Maybe it is me. I really hate the eucalyptus smell, which is there to mask the horrible odor of amitraz, one of the active ingredients.

BTW, flea shampoos do not offer residual flea control. There are better options.

And flea collars? Don’t get me started. The original idea was to place a toxin around the dog’s neck so that fleas could not traverse from the animal’s eyes to its ass. Yes, at the time flea collars were thought up, people theorized that fleas drank tears and ate fecal matter.

Not as much as Advantage/Advantix, and it depends on the type of shampoo (from what I remember the dermatologist saying at rounds). And if the vet approves of the shampoo it uses, ok then, it may be that that product does not cause many problems with Frontline.

But I’ve heard clients talk about how they are battling fleas by giving the animals constant flea baths, then using the expensive vet-given products and complaining when they don’t work.
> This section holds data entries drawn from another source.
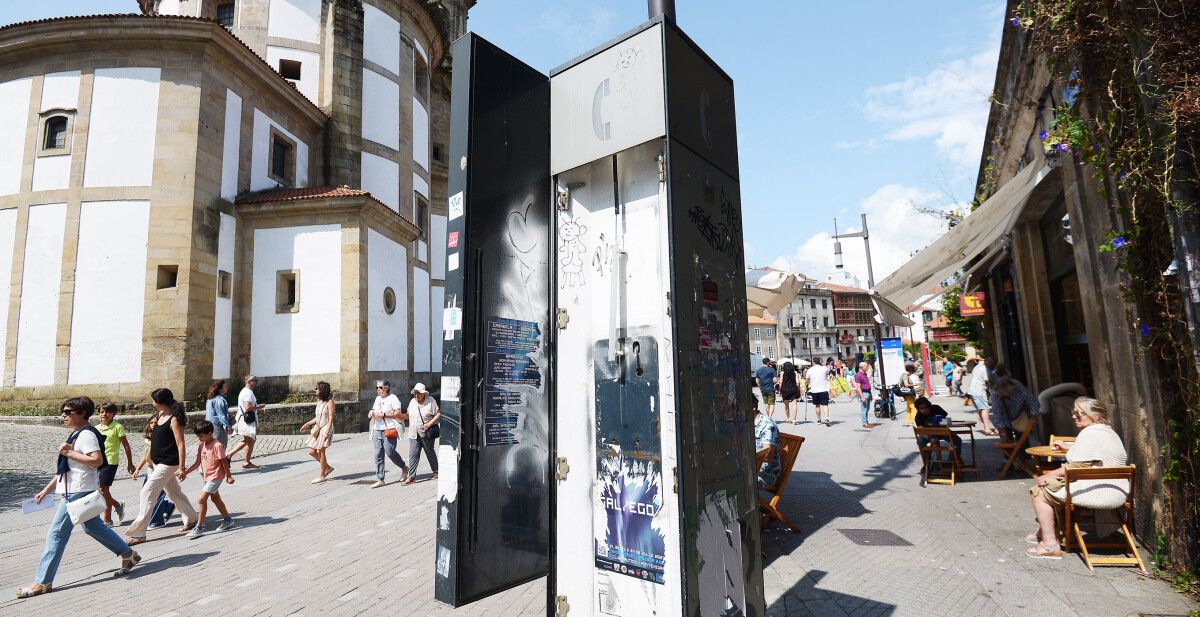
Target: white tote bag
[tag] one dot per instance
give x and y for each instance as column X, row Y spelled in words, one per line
column 83, row 510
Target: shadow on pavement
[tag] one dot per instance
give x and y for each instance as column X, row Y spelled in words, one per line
column 18, row 485
column 804, row 598
column 813, row 499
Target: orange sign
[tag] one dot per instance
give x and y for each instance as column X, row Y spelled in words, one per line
column 971, row 305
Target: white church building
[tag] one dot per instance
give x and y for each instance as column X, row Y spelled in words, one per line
column 219, row 187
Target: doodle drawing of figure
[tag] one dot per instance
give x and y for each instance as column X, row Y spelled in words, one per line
column 570, row 235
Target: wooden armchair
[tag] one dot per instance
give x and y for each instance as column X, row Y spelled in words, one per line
column 939, row 442
column 789, row 449
column 1073, row 537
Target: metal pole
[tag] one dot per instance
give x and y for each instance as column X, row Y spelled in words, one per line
column 661, row 7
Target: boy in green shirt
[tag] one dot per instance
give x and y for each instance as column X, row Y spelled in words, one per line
column 114, row 438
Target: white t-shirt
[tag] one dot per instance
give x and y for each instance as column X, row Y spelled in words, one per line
column 819, row 378
column 79, row 477
column 382, row 405
column 419, row 414
column 246, row 396
column 978, row 381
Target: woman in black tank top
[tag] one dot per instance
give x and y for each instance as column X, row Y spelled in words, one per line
column 167, row 451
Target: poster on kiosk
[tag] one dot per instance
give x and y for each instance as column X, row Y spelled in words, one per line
column 633, row 387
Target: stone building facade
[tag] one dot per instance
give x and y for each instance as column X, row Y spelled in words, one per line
column 807, row 323
column 214, row 189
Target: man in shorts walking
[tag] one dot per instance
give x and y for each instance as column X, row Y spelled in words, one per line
column 766, row 379
column 819, row 387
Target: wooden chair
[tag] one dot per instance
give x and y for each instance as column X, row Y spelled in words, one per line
column 789, row 448
column 939, row 442
column 1073, row 537
column 1014, row 450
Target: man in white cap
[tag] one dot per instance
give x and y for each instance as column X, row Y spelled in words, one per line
column 387, row 420
column 247, row 421
column 423, row 430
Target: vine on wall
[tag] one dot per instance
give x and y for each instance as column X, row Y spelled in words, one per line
column 1135, row 124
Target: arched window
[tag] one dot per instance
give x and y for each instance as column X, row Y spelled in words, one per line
column 55, row 135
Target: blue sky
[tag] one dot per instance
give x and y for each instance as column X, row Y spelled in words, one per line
column 843, row 107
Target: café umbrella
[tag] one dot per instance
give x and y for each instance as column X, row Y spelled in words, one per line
column 771, row 291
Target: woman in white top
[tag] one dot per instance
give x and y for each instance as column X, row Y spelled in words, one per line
column 79, row 459
column 423, row 430
column 1096, row 442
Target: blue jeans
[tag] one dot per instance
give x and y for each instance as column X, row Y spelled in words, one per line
column 385, row 447
column 60, row 532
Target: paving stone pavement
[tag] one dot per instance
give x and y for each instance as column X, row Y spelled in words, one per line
column 343, row 549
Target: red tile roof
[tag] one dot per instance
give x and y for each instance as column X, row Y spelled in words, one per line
column 298, row 195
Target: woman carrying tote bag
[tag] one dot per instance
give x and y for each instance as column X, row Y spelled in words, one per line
column 76, row 479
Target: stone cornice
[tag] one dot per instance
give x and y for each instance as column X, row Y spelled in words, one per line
column 376, row 213
column 155, row 34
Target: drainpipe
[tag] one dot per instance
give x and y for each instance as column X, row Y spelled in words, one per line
column 661, row 7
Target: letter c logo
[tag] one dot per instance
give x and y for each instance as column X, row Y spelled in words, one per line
column 603, row 130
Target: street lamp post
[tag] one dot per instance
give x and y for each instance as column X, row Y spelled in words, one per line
column 870, row 283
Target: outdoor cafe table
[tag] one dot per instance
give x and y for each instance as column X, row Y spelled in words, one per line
column 1047, row 456
column 965, row 427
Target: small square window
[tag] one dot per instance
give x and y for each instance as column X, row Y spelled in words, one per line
column 421, row 214
column 168, row 276
column 283, row 159
column 225, row 13
column 287, row 291
column 225, row 283
column 289, row 69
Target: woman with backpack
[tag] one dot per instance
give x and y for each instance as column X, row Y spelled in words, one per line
column 790, row 390
column 77, row 479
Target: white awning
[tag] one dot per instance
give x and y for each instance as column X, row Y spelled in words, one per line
column 769, row 291
column 888, row 313
column 977, row 233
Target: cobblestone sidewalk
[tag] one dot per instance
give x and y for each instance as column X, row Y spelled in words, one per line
column 343, row 549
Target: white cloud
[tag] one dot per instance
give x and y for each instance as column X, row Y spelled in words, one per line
column 948, row 105
column 577, row 34
column 897, row 228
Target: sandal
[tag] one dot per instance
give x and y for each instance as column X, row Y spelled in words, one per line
column 31, row 591
column 127, row 563
column 1042, row 551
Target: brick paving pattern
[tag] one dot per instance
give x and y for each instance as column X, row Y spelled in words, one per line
column 343, row 549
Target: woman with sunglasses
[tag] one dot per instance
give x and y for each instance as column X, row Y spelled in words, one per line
column 1096, row 442
column 76, row 477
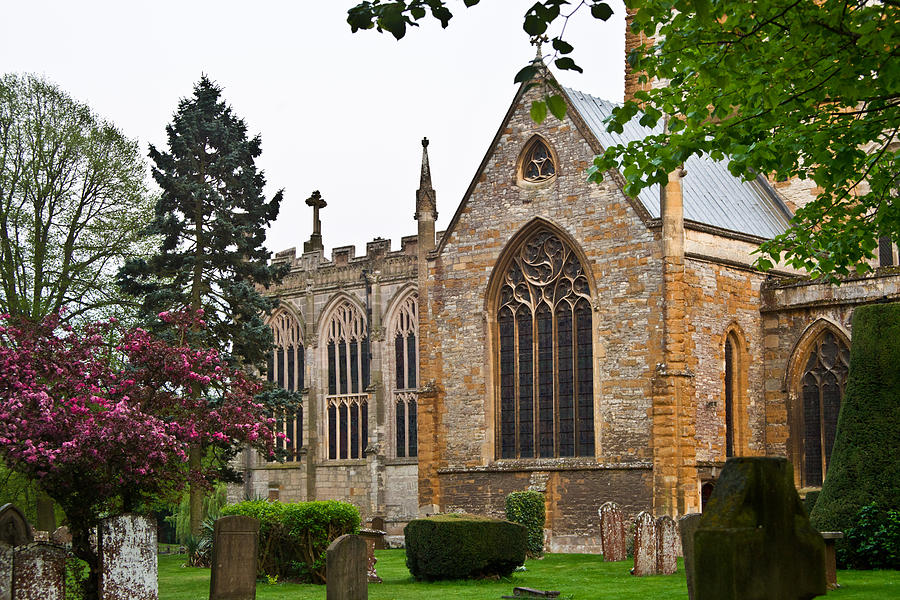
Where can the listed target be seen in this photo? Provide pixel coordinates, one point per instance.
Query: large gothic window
(405, 332)
(346, 403)
(821, 390)
(545, 353)
(286, 371)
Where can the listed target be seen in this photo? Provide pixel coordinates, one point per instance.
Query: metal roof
(712, 195)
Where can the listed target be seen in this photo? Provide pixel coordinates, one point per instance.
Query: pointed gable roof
(712, 195)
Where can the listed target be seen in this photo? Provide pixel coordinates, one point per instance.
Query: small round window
(537, 163)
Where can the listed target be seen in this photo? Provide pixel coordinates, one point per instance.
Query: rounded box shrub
(527, 508)
(459, 546)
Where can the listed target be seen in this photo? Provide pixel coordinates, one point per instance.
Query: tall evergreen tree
(211, 217)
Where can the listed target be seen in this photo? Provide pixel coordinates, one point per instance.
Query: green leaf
(557, 106)
(601, 11)
(567, 64)
(525, 74)
(538, 111)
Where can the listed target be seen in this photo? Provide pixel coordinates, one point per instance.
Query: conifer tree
(211, 217)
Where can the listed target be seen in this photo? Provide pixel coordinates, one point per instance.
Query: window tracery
(545, 352)
(347, 347)
(286, 370)
(821, 391)
(405, 333)
(538, 164)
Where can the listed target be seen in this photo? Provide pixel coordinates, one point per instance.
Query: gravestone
(39, 572)
(5, 571)
(666, 545)
(645, 546)
(14, 527)
(754, 541)
(612, 532)
(128, 567)
(234, 557)
(687, 525)
(345, 577)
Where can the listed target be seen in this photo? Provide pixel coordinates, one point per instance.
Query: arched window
(821, 389)
(537, 162)
(346, 403)
(544, 325)
(286, 368)
(405, 333)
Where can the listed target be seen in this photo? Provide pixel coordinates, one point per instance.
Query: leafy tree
(73, 203)
(784, 88)
(211, 216)
(106, 428)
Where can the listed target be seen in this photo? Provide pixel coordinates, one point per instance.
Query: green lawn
(577, 576)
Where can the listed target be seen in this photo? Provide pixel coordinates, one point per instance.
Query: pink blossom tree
(104, 427)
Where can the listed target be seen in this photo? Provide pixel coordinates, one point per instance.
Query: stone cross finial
(315, 240)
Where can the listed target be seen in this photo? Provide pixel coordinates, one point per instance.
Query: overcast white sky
(339, 112)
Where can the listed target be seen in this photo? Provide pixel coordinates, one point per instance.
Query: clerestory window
(346, 403)
(545, 354)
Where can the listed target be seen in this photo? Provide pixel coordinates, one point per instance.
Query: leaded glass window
(405, 332)
(286, 370)
(822, 387)
(545, 352)
(538, 164)
(347, 353)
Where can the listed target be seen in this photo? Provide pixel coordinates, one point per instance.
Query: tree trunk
(196, 492)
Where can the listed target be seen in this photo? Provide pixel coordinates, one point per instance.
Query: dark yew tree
(211, 216)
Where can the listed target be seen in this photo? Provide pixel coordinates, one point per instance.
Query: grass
(577, 576)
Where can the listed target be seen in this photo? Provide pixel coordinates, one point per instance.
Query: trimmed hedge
(294, 536)
(864, 466)
(527, 508)
(459, 546)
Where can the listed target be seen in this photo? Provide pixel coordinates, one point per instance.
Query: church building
(559, 336)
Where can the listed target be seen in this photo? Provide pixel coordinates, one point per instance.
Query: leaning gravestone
(345, 576)
(666, 545)
(39, 572)
(128, 567)
(644, 545)
(234, 556)
(687, 525)
(5, 571)
(612, 532)
(754, 541)
(14, 527)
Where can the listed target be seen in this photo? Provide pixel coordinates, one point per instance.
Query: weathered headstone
(128, 567)
(5, 571)
(687, 525)
(14, 527)
(666, 545)
(346, 569)
(61, 536)
(645, 546)
(612, 532)
(234, 556)
(754, 541)
(39, 572)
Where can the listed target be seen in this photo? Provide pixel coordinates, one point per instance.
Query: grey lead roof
(712, 195)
Really, if you (general, not Foxy) want the long term stuff to work well, you cannot keep giving flea dips on a weekly basis.

Promeris also has the slight risk of causing amitraz toxicity, if slightly overdosed (other products tend to be a bit more forgiving).

When I mentioned this to the Fort Dodge rep, she got very defensive. Ingestion should be avoided. Do you remember the amitraze tick collars (Preventic was the brand name in the US)? They worked great at preventing ticks, but if ingested they were highly toxic.

Another comment on Advantix: it is very toxic to cats. I have seen several cats that had incidental contact with a treated dog in the household, and have been very ill as a consequence.

Also, despite all the dangers of flea treatment, the risks still are greater in allowing an animal to be flea infested. I have seen significant anemias due to flea infestations, and have seen puppies/kittens die due to exsanquination. Plus, they are gross.:smiley:

Nope, I’m too young to remember those. :wink: The Promeris side effect IS listed on their insert, though… how defensive can she get? OTOH, the effects I saw while on shadowing were pretty mild. The owners had given the next size up to a dog that was almost to the limit of her current dose (puppy). They were told not to do that again (stick to the dose, even if close to the upper limit).

I feel really old now!:wink: The worst part (to me) about Promeris is the eucalyptus odor. The day I applied it to my dog, I was driving around with her in the vehicle for as few hours. I wound up with a headache.